Il tempo del sogno, il tempio della fenice, la fortezza fra i ghiacci, e il luogo ove era stata custodita la corona perduta di Anmel Mal Toise: quattro luoghi estranei a qualunque normale concezione umana e che, in effetti, sarebbero rimasti persino sconosciuti al mito stesso se non fosse stato per Midda Bontor e la sua spiccata predilezione a spingersi sempre oltre…
… e forse, sovente, persino troppo oltre.

« Quattro alternative… » sospirò quindi Nóirín, accettando pertanto quella nuova idea e, pur, non potendo ovviare a dimostrarsi per nulla entusiasta per una simile varietà di possibilità loro concesse, una varietà che avrebbe necessariamente visto disperdersi le loro energie su troppi forti eccessivamente pericolosi « Da non avere idea di dover poter andare, ora ne abbiamo sin troppe… e nessuna di loro particolarmente positiva. »

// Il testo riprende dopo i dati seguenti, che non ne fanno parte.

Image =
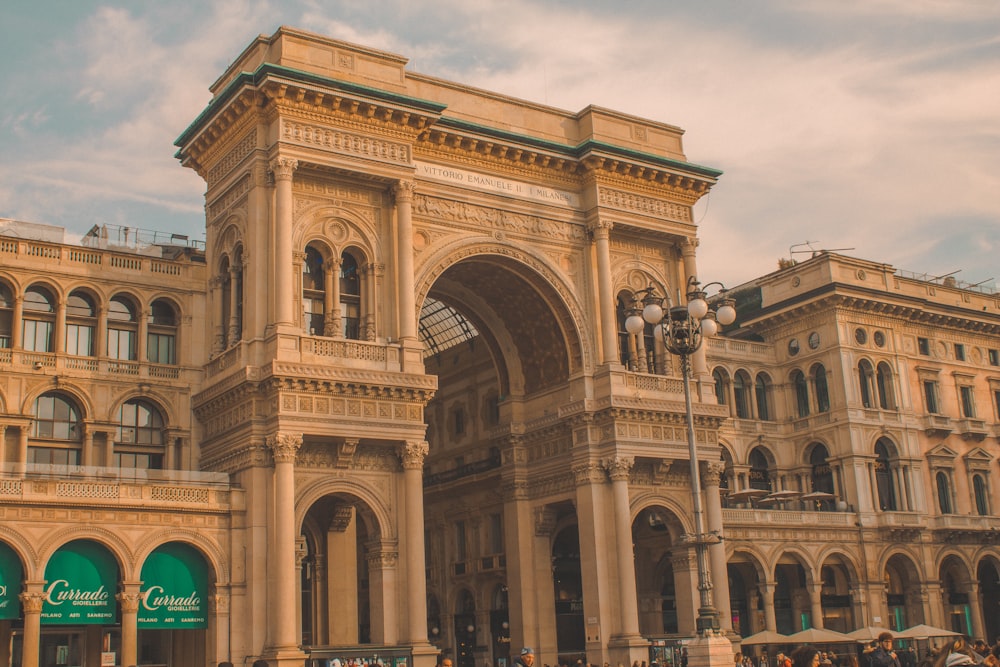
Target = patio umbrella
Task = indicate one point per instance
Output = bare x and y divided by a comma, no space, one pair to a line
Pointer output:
924,632
867,634
819,636
764,637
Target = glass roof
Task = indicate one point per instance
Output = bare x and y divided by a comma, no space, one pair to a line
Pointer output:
443,327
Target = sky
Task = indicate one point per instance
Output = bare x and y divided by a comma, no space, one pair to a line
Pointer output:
869,127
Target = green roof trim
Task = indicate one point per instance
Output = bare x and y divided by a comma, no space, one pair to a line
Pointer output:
577,152
268,69
580,150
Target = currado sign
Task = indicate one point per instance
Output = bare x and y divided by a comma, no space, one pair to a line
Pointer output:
174,589
80,580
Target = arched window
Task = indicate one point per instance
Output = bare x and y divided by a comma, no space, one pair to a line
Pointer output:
981,494
886,395
139,435
944,492
721,386
801,393
350,296
313,292
762,393
123,328
39,319
760,478
56,421
886,485
821,388
741,394
865,377
161,340
81,324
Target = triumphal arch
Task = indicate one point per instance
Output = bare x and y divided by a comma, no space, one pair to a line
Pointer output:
416,298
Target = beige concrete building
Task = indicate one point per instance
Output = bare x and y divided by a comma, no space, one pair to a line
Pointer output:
391,409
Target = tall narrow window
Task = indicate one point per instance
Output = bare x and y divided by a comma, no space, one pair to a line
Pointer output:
884,482
886,392
80,324
968,396
741,394
123,327
822,388
350,296
762,392
161,341
865,377
6,315
982,496
139,436
313,292
801,393
39,319
944,492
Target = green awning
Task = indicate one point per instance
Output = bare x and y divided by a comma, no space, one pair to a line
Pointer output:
11,578
80,583
174,589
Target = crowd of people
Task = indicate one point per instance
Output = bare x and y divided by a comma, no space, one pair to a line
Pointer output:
882,653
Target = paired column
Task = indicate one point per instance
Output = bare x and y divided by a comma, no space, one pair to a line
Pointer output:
412,455
284,447
403,191
619,469
283,168
601,232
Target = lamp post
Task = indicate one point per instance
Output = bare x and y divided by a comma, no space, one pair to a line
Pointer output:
683,329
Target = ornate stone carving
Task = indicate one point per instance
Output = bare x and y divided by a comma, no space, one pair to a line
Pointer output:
619,467
284,446
412,454
283,168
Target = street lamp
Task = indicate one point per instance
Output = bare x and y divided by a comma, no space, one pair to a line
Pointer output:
683,329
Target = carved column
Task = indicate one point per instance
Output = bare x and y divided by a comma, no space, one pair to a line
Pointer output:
129,598
816,604
283,168
767,593
412,455
31,602
601,232
284,447
619,469
403,191
711,474
331,298
235,275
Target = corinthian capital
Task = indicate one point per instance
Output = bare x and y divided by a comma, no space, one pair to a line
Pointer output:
284,446
283,167
403,191
619,468
412,454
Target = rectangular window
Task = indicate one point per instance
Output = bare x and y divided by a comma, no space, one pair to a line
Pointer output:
930,396
79,340
121,344
160,349
37,336
968,401
460,553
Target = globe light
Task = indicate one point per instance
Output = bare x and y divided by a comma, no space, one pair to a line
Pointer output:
697,308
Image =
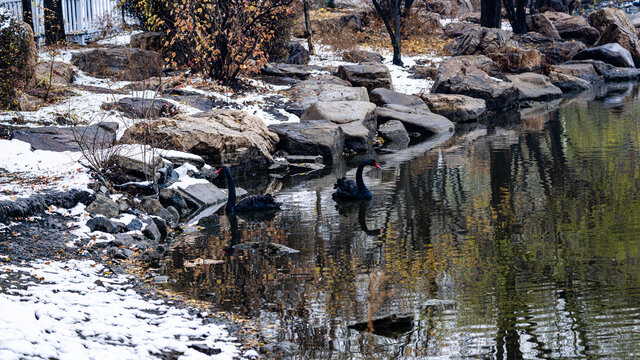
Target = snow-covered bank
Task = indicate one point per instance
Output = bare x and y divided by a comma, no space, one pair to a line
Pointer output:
80,311
36,171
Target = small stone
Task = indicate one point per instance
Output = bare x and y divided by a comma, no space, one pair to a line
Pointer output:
160,279
135,224
103,205
102,224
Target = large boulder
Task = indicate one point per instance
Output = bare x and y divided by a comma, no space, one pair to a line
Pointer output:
230,137
585,71
131,64
356,118
577,28
297,54
293,71
480,41
368,75
456,108
142,108
455,29
416,120
542,25
360,56
53,73
536,87
382,96
612,53
568,83
627,39
515,59
459,75
311,138
18,58
306,93
601,19
148,40
101,135
554,51
393,131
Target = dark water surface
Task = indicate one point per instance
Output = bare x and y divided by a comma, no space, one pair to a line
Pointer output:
518,241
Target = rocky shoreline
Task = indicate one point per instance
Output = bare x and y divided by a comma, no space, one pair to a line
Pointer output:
151,158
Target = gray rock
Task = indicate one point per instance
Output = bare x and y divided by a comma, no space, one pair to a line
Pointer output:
460,75
190,98
357,119
286,70
148,40
202,194
135,165
100,223
162,227
151,231
131,64
576,28
103,205
160,279
534,87
584,71
612,53
210,222
622,74
309,92
480,41
135,224
52,138
171,197
568,83
297,54
542,25
142,108
424,122
383,96
625,38
602,18
359,56
225,136
455,107
170,215
368,75
393,131
317,138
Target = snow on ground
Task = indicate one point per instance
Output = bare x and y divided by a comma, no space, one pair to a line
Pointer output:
39,170
119,39
401,78
79,311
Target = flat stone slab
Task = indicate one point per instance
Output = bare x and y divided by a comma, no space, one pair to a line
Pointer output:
202,193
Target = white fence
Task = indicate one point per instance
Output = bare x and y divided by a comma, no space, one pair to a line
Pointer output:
83,19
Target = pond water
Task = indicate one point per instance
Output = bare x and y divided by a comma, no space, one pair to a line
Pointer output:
516,241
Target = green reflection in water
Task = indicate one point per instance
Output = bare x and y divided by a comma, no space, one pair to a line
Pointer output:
520,243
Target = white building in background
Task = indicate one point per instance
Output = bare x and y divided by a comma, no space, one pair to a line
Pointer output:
83,19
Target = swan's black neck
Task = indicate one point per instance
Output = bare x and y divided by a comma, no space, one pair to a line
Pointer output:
362,188
231,201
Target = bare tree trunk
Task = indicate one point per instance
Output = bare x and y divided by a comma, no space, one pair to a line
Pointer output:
490,13
396,40
307,24
521,17
53,21
27,14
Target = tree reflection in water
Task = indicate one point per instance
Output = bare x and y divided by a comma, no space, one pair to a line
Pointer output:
519,241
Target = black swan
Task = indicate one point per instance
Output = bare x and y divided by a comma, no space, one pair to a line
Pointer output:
354,190
249,203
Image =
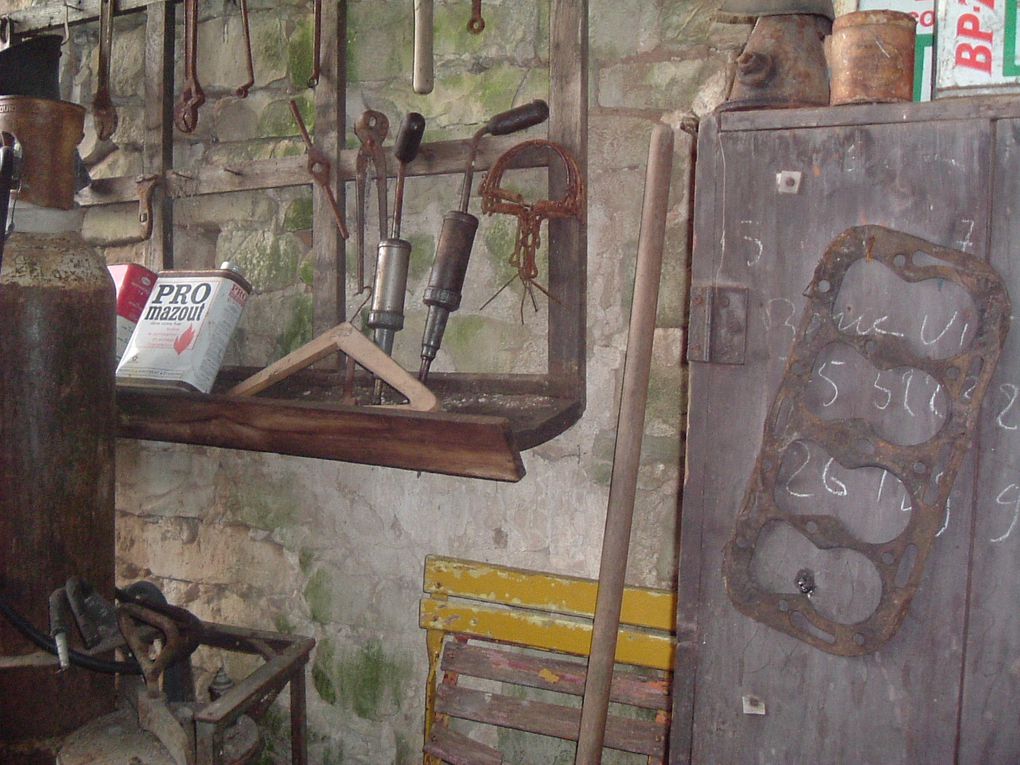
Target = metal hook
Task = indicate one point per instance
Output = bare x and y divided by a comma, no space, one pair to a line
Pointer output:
66,39
6,32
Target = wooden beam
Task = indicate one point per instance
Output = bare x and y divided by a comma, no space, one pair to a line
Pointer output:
453,444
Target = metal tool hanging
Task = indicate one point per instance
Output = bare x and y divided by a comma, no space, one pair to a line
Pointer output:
453,250
319,167
192,95
476,23
387,315
316,44
530,214
423,77
371,130
242,91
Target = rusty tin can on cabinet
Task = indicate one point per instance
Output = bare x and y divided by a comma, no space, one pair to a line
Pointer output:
871,57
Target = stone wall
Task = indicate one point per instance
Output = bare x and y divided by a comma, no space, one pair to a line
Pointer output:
334,550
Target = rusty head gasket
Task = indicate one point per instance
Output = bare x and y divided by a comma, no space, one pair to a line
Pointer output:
927,470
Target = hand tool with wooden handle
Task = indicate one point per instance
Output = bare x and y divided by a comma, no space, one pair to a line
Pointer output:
103,112
423,78
626,459
387,315
457,236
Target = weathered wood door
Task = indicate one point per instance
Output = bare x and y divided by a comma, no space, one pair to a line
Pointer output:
773,190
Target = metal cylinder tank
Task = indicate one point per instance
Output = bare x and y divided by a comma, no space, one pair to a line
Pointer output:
57,427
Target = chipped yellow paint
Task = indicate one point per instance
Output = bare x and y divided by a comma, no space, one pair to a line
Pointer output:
549,675
644,607
532,629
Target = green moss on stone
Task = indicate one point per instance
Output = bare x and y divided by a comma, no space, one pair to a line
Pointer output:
299,55
276,119
299,214
422,252
269,262
299,326
323,670
406,754
284,624
263,504
307,272
370,676
665,392
318,596
500,240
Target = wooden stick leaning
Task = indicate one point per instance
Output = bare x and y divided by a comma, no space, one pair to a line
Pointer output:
626,460
346,338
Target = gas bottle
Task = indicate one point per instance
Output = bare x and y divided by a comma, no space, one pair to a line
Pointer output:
57,421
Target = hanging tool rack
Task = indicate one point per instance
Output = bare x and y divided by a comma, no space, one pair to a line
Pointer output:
487,418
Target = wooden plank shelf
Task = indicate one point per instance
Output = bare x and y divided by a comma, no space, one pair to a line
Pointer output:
464,445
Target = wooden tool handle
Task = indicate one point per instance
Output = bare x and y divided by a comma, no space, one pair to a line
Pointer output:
423,79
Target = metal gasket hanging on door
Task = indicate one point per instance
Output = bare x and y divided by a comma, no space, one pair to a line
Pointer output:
927,469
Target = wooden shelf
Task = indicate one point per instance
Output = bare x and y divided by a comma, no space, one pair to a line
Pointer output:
464,445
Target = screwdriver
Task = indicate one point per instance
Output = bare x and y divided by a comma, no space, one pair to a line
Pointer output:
457,236
387,315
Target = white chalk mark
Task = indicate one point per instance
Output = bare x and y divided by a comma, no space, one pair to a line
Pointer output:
1016,510
840,488
907,377
946,521
878,330
886,391
931,401
968,394
769,320
905,505
964,244
1011,391
807,459
924,323
757,242
835,388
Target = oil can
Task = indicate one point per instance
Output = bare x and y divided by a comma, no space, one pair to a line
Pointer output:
185,327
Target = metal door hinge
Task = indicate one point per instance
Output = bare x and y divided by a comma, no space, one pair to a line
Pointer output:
718,328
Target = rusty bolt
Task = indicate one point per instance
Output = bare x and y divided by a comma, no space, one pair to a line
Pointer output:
755,68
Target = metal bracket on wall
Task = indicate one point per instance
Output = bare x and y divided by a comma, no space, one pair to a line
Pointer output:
927,469
718,326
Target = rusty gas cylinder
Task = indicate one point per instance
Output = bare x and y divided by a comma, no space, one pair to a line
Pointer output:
871,57
57,428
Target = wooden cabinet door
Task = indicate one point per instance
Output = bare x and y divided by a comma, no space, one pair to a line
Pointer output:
989,718
754,230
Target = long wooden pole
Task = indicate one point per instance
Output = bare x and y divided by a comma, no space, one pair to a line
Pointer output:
630,427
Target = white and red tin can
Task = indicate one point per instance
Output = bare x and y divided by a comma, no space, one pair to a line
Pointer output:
182,336
134,283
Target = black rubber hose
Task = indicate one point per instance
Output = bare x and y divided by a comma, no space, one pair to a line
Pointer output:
78,659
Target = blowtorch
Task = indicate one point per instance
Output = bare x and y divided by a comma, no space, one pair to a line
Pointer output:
457,236
387,315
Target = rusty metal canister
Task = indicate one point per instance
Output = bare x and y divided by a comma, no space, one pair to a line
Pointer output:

« Pensare di esaminare ognuna di queste alternative in sequenza sarebbe una follia. » osservò Maddie, storcendo le labbra verso il basso « Correggetemi se sbaglio, ma nessuna di loro ha da considerarsi di facile accesso… né di rapida raggiungibilità. »
« Per niente. » escluse fermamente Howe, per quanto, in effetti, di quei luoghi ne avesse personalmente visitati soltanto la metà « Ammesso ma non concesso di sopravvivere, ci potremmo mettere mesi interi a passarli in rassegna tutti. »
« Dobbiamo dividerci. » sancì allora Lys’sh, risoluta nella propria asserzione, per quanto folle, tutto ciò, non avrebbe potuto ovviare ad apparire sotto ogni punto di vista.